The list above shows the wide range of variables that must be baked into a data storage system’s product design, manufacturing, and QA testing to create system reliability. The following key features and best practices help to ensure highly efficient disk drives:

Designing to Prevent Vibration

Disk drive reliability begins at the engineering and design stage. A data storage system needs an anti-vibration design for optimal performance. When hard drives are placed near each other, their mutual vibration can disrupt their neighbor’s read/write ability. A solution is to position drives back-to-back, which helps control high-frequency vibration. You can also design for anti-vibration by introducing greater rigidity than the standard steel construction of many storage systems. By beefing up stiffness and mass through the use of aluminum, vibration is more easily absorbed.

Creating a Cooling System

Since high temperatures increase the chance of drive failure, it’s critical for data storage systems companies to design and test an advanced cooling system to allow for optimum airflow from front to back. A drive’s electronics are its “hot spot,” so when cooling mechanisms are paired with back-to-back positioning of the drives, the result is a cooling channel where a lower temperature is needed. Effective cooling systems also include a feature for ongoing temperature monitoring of not only the drives, but other system components, with the ability for auto-adjustment of fan speed. The next step should involve rigorous testing of both temperature and airflow.

Enabling Active Updates

Suffering downtime when system components require replacement can result in business grinding to a halt. To circumvent this problem, a storage system should be designed to allow “active updates”—meaning the IT administrator can replace components as the system continues humming along.

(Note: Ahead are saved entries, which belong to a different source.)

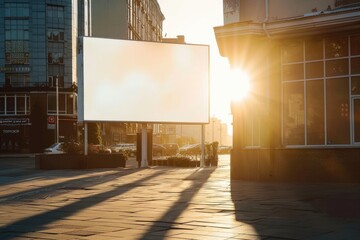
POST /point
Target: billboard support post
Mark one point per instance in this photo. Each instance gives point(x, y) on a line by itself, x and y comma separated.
point(202, 160)
point(85, 139)
point(144, 155)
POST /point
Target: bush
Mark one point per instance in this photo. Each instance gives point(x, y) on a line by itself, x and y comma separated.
point(72, 147)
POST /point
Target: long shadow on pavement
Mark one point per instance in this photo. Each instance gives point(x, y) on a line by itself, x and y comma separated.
point(78, 183)
point(168, 220)
point(296, 211)
point(39, 221)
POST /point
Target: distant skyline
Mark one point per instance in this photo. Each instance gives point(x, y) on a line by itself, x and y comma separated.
point(196, 20)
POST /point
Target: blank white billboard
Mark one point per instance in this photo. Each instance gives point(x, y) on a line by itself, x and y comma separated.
point(136, 81)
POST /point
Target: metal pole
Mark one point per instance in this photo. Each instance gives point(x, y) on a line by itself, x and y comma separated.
point(85, 139)
point(202, 160)
point(144, 157)
point(57, 108)
point(213, 123)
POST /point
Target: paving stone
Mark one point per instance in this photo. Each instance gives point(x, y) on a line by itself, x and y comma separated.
point(171, 203)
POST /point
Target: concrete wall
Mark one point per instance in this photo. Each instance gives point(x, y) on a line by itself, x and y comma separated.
point(296, 165)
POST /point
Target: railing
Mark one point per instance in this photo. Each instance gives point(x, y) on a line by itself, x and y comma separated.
point(44, 86)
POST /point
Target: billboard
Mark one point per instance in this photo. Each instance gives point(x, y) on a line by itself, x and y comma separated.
point(144, 82)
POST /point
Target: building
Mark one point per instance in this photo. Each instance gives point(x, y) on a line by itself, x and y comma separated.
point(39, 45)
point(301, 121)
point(38, 51)
point(125, 19)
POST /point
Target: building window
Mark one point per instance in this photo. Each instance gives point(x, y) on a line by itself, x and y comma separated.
point(67, 103)
point(338, 111)
point(316, 78)
point(16, 33)
point(17, 80)
point(294, 113)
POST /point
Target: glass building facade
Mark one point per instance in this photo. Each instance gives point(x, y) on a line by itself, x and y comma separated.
point(38, 51)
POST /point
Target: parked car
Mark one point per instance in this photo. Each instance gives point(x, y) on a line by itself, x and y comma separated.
point(98, 148)
point(55, 148)
point(171, 149)
point(158, 150)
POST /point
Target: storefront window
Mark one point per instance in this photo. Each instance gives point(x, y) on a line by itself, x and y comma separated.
point(315, 70)
point(315, 112)
point(336, 47)
point(293, 52)
point(338, 67)
point(294, 125)
point(355, 65)
point(314, 49)
point(10, 104)
point(293, 72)
point(20, 104)
point(355, 46)
point(2, 104)
point(355, 85)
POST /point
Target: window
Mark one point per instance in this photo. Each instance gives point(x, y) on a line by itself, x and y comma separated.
point(10, 104)
point(355, 65)
point(14, 104)
point(294, 113)
point(314, 49)
point(317, 87)
point(315, 112)
point(2, 104)
point(355, 46)
point(52, 81)
point(336, 47)
point(337, 108)
point(66, 103)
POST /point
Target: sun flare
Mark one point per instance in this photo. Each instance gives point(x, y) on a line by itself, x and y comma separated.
point(239, 84)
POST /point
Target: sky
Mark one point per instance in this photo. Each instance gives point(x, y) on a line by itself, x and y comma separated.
point(195, 20)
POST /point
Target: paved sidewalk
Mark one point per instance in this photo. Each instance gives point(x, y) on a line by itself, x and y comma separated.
point(169, 203)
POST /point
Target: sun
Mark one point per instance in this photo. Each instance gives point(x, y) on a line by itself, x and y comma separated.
point(238, 84)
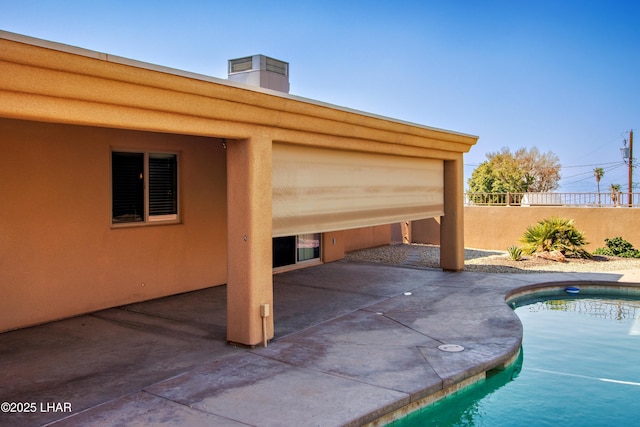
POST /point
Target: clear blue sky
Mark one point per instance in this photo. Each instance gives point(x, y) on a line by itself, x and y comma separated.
point(563, 76)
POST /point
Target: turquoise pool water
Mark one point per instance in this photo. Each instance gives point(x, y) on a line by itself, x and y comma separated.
point(579, 366)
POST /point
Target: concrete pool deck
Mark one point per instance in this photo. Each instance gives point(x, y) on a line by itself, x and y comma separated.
point(354, 342)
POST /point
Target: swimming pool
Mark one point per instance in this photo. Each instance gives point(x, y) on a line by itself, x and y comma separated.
point(579, 366)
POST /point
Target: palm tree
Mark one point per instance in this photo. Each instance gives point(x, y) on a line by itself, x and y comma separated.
point(615, 190)
point(598, 173)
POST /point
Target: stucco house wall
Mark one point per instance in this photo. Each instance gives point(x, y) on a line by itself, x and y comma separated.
point(59, 253)
point(63, 110)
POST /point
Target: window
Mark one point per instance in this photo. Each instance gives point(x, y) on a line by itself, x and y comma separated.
point(144, 187)
point(291, 250)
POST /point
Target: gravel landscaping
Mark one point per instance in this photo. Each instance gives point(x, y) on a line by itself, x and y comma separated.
point(485, 261)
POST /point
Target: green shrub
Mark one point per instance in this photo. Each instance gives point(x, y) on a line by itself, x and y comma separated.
point(515, 253)
point(555, 234)
point(619, 247)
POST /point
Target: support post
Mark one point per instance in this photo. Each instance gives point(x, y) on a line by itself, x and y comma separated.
point(452, 223)
point(249, 246)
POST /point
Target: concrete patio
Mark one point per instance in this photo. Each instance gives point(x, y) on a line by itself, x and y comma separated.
point(354, 342)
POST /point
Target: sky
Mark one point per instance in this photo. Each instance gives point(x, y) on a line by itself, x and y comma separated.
point(561, 76)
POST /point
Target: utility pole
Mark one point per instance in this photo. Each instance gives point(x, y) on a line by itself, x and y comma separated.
point(631, 168)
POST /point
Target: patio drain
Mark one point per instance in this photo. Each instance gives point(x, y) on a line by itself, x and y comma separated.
point(451, 348)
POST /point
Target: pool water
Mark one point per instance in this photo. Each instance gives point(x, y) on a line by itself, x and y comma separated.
point(579, 366)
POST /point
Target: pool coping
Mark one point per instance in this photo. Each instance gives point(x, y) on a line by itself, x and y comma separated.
point(512, 298)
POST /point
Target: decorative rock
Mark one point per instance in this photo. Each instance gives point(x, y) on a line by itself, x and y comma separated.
point(552, 256)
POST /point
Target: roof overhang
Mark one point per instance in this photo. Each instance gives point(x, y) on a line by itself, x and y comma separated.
point(52, 82)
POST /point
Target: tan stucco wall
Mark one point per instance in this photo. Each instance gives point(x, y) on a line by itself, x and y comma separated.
point(367, 237)
point(47, 82)
point(499, 227)
point(59, 254)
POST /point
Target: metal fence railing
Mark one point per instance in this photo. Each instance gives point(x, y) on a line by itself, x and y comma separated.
point(603, 199)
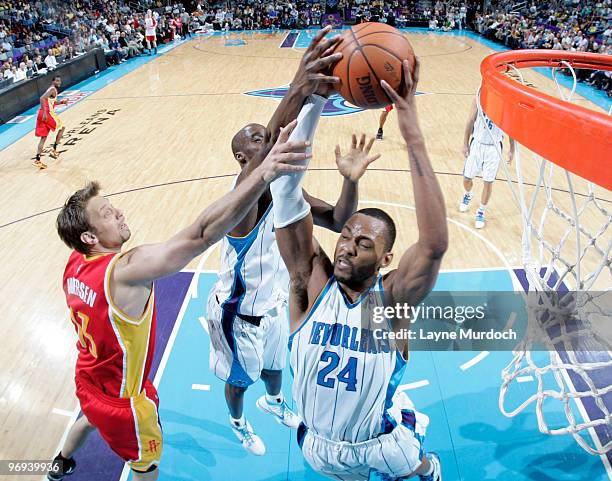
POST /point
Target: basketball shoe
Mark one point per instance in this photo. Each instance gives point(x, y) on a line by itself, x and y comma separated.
point(480, 221)
point(250, 441)
point(281, 412)
point(39, 163)
point(66, 466)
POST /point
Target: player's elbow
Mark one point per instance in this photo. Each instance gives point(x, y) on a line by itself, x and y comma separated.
point(435, 248)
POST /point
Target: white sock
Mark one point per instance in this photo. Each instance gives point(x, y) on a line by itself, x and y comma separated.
point(275, 399)
point(238, 422)
point(430, 470)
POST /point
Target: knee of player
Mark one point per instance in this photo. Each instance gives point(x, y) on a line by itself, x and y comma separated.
point(236, 390)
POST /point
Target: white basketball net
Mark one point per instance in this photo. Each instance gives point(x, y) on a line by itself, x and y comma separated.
point(577, 259)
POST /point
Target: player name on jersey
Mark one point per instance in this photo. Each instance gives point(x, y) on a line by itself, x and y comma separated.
point(349, 338)
point(81, 290)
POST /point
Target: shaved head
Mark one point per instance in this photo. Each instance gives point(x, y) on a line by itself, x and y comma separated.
point(247, 142)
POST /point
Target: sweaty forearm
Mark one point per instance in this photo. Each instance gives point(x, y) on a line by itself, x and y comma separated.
point(224, 214)
point(347, 203)
point(287, 110)
point(429, 201)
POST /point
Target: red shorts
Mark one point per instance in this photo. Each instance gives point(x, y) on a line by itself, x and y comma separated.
point(130, 426)
point(43, 128)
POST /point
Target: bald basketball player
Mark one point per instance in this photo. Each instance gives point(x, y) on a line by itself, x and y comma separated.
point(247, 306)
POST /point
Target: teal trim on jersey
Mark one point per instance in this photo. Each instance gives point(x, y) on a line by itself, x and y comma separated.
point(474, 441)
point(396, 377)
point(361, 297)
point(314, 307)
point(239, 243)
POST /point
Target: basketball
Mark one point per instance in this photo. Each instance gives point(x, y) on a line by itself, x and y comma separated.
point(371, 52)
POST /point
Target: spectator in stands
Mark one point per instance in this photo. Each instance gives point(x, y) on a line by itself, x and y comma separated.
point(185, 20)
point(116, 47)
point(125, 46)
point(31, 70)
point(50, 60)
point(6, 46)
point(11, 73)
point(20, 73)
point(41, 67)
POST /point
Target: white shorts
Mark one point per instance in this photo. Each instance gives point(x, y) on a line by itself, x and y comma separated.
point(240, 350)
point(395, 454)
point(483, 158)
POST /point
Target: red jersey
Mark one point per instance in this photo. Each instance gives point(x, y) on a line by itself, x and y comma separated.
point(115, 350)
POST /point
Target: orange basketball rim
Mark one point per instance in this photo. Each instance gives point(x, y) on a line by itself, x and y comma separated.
point(574, 137)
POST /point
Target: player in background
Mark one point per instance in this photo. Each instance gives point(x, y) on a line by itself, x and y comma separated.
point(482, 149)
point(247, 305)
point(111, 298)
point(383, 118)
point(344, 377)
point(150, 36)
point(48, 121)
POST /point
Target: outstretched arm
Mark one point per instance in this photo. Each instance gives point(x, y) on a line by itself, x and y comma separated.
point(308, 78)
point(419, 265)
point(351, 166)
point(305, 261)
point(142, 265)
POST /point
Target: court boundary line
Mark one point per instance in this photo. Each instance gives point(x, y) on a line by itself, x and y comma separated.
point(221, 176)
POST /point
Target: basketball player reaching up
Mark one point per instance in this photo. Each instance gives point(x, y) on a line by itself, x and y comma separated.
point(246, 307)
point(48, 121)
point(381, 122)
point(482, 149)
point(111, 299)
point(150, 35)
point(344, 378)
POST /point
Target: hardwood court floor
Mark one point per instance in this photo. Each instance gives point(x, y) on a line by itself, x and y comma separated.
point(164, 154)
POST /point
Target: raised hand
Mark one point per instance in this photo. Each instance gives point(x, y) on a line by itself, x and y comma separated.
point(405, 102)
point(353, 165)
point(284, 156)
point(318, 60)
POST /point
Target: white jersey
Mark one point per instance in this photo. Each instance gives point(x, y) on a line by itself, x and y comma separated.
point(249, 266)
point(344, 378)
point(484, 130)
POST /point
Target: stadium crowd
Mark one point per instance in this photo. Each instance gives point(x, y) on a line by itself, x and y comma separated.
point(37, 35)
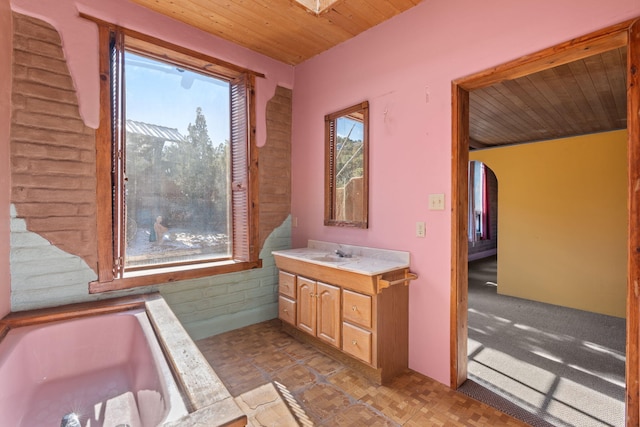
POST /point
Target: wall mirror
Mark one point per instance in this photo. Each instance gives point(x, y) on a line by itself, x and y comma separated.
point(346, 167)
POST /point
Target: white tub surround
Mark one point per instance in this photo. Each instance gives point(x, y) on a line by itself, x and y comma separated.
point(206, 399)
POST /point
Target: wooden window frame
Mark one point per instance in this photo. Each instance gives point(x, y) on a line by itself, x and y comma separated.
point(244, 167)
point(626, 33)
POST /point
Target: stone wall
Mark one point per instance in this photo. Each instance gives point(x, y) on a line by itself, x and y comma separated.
point(53, 193)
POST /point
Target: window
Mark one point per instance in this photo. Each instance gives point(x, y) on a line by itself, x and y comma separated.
point(479, 227)
point(177, 175)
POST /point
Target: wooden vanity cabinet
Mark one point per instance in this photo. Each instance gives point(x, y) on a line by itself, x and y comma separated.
point(368, 330)
point(319, 310)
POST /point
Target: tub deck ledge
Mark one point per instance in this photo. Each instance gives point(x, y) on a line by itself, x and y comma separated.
point(205, 396)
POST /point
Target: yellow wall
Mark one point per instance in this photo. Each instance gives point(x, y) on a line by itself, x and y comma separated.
point(562, 221)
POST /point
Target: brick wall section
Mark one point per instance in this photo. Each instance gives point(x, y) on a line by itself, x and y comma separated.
point(52, 151)
point(274, 160)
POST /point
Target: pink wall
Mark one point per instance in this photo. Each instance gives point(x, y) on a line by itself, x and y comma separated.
point(404, 68)
point(5, 187)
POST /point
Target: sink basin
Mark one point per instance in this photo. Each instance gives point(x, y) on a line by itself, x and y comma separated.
point(331, 258)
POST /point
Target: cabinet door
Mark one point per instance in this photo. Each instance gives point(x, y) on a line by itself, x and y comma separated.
point(287, 310)
point(357, 342)
point(306, 305)
point(328, 313)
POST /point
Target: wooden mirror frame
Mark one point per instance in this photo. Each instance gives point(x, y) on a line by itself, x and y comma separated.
point(330, 190)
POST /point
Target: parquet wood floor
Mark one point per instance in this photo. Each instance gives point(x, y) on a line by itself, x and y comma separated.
point(333, 394)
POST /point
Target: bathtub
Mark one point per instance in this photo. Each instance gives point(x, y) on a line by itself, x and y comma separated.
point(109, 369)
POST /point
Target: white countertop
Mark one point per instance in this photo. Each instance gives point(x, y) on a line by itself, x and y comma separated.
point(363, 260)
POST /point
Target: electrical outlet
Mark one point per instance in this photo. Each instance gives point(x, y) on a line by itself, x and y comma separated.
point(436, 202)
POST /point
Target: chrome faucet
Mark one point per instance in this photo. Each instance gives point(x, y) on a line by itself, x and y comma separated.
point(70, 420)
point(342, 254)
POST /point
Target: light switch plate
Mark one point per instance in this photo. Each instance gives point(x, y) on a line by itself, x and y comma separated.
point(436, 202)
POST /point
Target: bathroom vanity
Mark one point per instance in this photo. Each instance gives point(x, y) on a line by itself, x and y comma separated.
point(353, 306)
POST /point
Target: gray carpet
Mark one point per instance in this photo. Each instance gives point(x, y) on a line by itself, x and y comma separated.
point(564, 366)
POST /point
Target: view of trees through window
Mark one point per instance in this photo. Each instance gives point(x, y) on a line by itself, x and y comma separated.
point(177, 193)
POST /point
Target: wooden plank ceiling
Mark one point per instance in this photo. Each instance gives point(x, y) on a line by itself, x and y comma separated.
point(281, 29)
point(582, 97)
point(578, 98)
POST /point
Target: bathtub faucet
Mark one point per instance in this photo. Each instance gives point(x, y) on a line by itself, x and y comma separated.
point(70, 420)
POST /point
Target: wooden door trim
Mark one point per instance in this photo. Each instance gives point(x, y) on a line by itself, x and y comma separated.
point(626, 33)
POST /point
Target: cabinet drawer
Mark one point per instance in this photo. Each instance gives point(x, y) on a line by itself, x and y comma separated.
point(287, 310)
point(356, 308)
point(356, 341)
point(287, 284)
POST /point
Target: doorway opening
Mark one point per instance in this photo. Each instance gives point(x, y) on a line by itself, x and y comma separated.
point(622, 35)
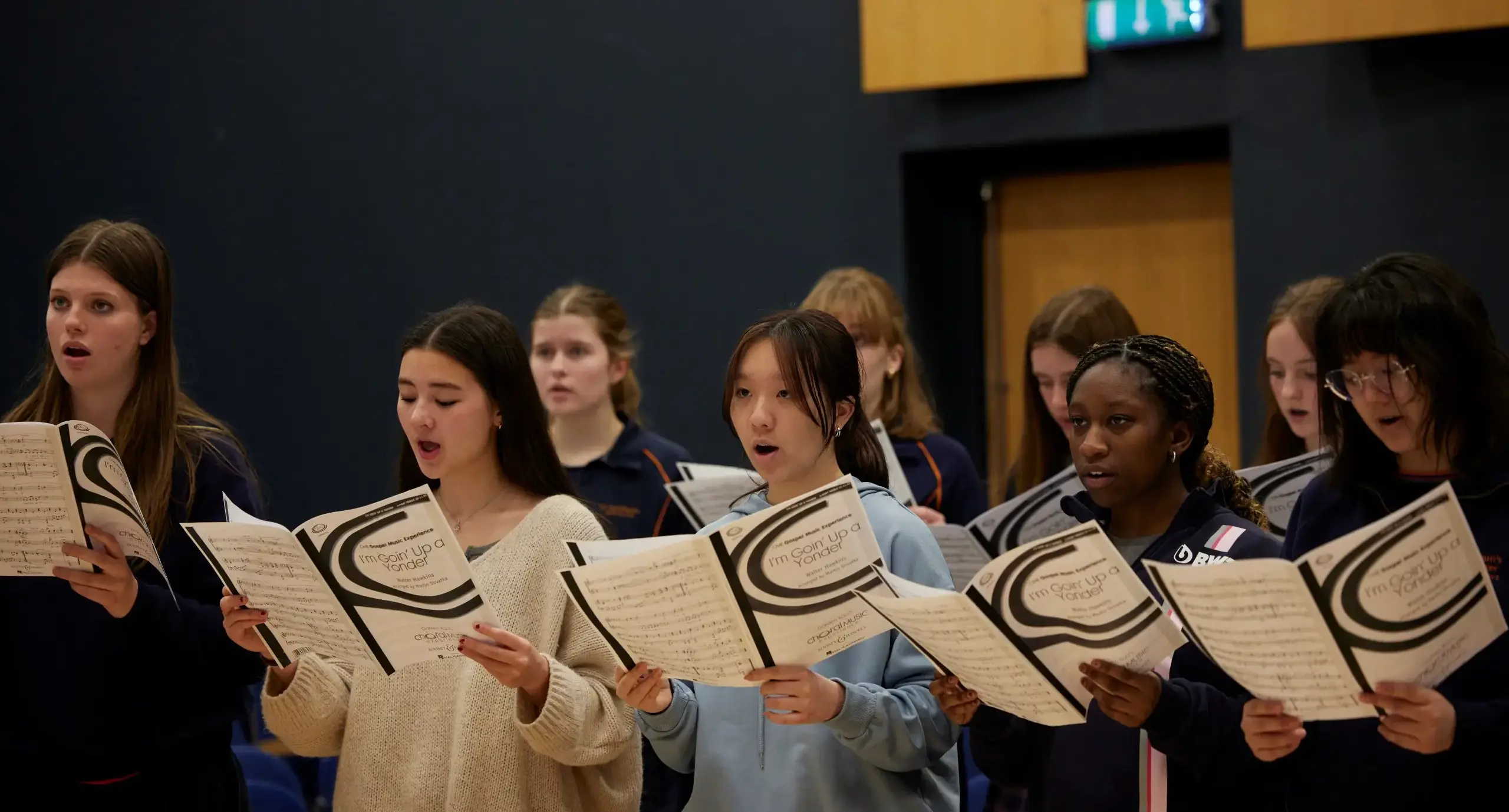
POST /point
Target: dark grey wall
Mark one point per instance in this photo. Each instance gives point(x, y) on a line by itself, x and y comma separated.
point(325, 174)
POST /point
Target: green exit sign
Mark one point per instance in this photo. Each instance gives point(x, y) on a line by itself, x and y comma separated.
point(1129, 23)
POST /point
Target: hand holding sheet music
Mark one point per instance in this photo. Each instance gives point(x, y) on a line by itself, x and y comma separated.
point(384, 585)
point(1023, 625)
point(770, 589)
point(55, 480)
point(1402, 600)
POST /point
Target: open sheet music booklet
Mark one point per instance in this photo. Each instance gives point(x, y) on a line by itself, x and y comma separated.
point(384, 585)
point(53, 482)
point(707, 493)
point(1277, 485)
point(1022, 627)
point(773, 587)
point(1405, 600)
point(1028, 517)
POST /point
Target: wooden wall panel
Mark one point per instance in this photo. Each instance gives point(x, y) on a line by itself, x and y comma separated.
point(1274, 23)
point(1159, 239)
point(915, 44)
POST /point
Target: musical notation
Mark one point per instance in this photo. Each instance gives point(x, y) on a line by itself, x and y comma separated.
point(276, 577)
point(670, 612)
point(953, 630)
point(37, 509)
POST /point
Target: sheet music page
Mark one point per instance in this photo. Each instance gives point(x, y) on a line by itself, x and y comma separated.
point(1072, 598)
point(38, 512)
point(1408, 593)
point(1279, 485)
point(268, 565)
point(1028, 517)
point(796, 566)
point(594, 552)
point(104, 491)
point(1257, 620)
point(960, 641)
point(670, 607)
point(898, 477)
point(962, 552)
point(708, 471)
point(402, 577)
point(708, 500)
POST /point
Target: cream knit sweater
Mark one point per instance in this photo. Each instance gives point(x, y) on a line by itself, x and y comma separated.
point(447, 735)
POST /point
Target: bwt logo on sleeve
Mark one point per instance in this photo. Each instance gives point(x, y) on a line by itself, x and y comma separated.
point(1185, 556)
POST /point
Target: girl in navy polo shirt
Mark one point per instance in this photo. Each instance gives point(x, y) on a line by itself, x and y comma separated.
point(121, 693)
point(583, 361)
point(1418, 393)
point(939, 470)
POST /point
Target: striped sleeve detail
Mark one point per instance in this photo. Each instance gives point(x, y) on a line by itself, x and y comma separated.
point(936, 497)
point(1224, 538)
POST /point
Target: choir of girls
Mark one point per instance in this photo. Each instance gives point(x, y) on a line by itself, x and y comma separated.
point(1395, 370)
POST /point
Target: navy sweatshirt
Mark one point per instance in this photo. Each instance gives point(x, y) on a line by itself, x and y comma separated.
point(93, 698)
point(1095, 767)
point(942, 476)
point(1348, 764)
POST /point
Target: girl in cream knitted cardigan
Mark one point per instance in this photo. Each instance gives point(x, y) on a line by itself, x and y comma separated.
point(529, 719)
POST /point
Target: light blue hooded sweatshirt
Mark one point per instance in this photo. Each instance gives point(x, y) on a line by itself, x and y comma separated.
point(889, 749)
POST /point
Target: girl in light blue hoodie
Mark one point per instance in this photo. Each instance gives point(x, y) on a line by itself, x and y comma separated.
point(858, 731)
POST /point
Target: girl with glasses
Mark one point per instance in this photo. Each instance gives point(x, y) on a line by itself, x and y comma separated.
point(1287, 370)
point(1418, 394)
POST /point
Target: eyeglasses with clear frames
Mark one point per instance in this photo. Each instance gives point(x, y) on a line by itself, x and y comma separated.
point(1398, 382)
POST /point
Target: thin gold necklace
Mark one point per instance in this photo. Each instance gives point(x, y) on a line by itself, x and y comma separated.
point(456, 526)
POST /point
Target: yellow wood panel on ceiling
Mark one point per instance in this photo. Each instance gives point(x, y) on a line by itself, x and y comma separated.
point(1276, 23)
point(1159, 239)
point(915, 44)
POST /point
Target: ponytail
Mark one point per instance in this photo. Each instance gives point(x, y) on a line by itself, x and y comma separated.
point(627, 396)
point(859, 452)
point(1212, 467)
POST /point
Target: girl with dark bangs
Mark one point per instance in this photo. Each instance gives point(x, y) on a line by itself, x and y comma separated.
point(1418, 393)
point(858, 731)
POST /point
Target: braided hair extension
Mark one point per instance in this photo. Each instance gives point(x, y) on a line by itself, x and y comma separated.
point(1181, 382)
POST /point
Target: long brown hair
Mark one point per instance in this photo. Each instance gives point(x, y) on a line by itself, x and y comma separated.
point(1300, 304)
point(1075, 321)
point(485, 342)
point(1182, 385)
point(820, 366)
point(159, 425)
point(613, 326)
point(859, 296)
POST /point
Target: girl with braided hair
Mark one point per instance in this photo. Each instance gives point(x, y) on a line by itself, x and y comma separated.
point(1140, 411)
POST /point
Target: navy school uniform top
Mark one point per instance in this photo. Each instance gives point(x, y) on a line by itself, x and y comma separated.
point(95, 698)
point(628, 488)
point(1348, 764)
point(942, 476)
point(628, 483)
point(1096, 767)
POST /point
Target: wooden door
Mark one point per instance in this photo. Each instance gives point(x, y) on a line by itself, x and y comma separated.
point(1159, 237)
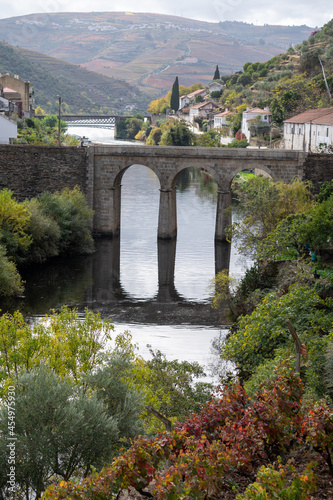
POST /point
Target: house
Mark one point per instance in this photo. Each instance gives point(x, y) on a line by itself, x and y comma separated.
point(8, 129)
point(308, 130)
point(222, 119)
point(201, 109)
point(215, 86)
point(199, 92)
point(19, 92)
point(251, 114)
point(184, 101)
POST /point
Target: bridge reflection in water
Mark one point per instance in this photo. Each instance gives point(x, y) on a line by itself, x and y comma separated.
point(107, 286)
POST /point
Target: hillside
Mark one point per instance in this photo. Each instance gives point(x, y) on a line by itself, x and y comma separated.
point(82, 91)
point(149, 49)
point(289, 83)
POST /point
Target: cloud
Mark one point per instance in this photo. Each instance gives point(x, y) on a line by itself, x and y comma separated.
point(257, 11)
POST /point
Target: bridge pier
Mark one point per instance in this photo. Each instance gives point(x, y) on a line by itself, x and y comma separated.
point(167, 216)
point(107, 212)
point(223, 219)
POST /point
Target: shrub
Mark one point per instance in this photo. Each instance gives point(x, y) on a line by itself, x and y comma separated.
point(275, 483)
point(45, 234)
point(69, 210)
point(10, 281)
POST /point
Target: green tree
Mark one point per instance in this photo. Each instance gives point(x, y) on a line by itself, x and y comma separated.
point(66, 342)
point(60, 430)
point(178, 135)
point(70, 211)
point(10, 280)
point(14, 220)
point(217, 73)
point(264, 204)
point(174, 101)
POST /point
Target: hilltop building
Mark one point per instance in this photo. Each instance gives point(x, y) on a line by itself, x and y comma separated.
point(18, 92)
point(185, 100)
point(203, 109)
point(309, 131)
point(8, 130)
point(222, 119)
point(250, 115)
point(215, 86)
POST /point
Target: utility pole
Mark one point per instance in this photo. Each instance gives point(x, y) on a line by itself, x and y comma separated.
point(59, 118)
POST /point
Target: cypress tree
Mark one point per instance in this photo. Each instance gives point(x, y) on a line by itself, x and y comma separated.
point(174, 101)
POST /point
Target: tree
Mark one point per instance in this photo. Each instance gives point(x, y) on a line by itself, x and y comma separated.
point(60, 430)
point(174, 101)
point(14, 220)
point(178, 135)
point(265, 204)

Qualifying Software and Controlling Production Processes

To avoid failures in software protocol, it’s important to stick with a revision process that’s carefully managed. This can be achieved by validating each drive, refusing to accept software levels unless they undergo a rigorous process to qualify each disk.

Testing the Drives

The best way to root out problematic drives from the get-go is to require testing as part and parcel of each storage system’s production process. If the test cycle flags too many sectors that need correction, that disk does not get qualified.

Protecting Disks During Shipping/Handling

Intensive packing and handling procedures should be deployed to avoid damage that can occur during shipping and go undetected once received. A best practice is to use special shipping containers to ship hard drives outside the chassis.

Disk drive reliability doesn’t just happen – it’s the result of intentional planning at the design, manufacturing, and testing stages. When a storage system encapsulates best practices in this trio of critical areas, the result will be efficiency, quality, and reliability.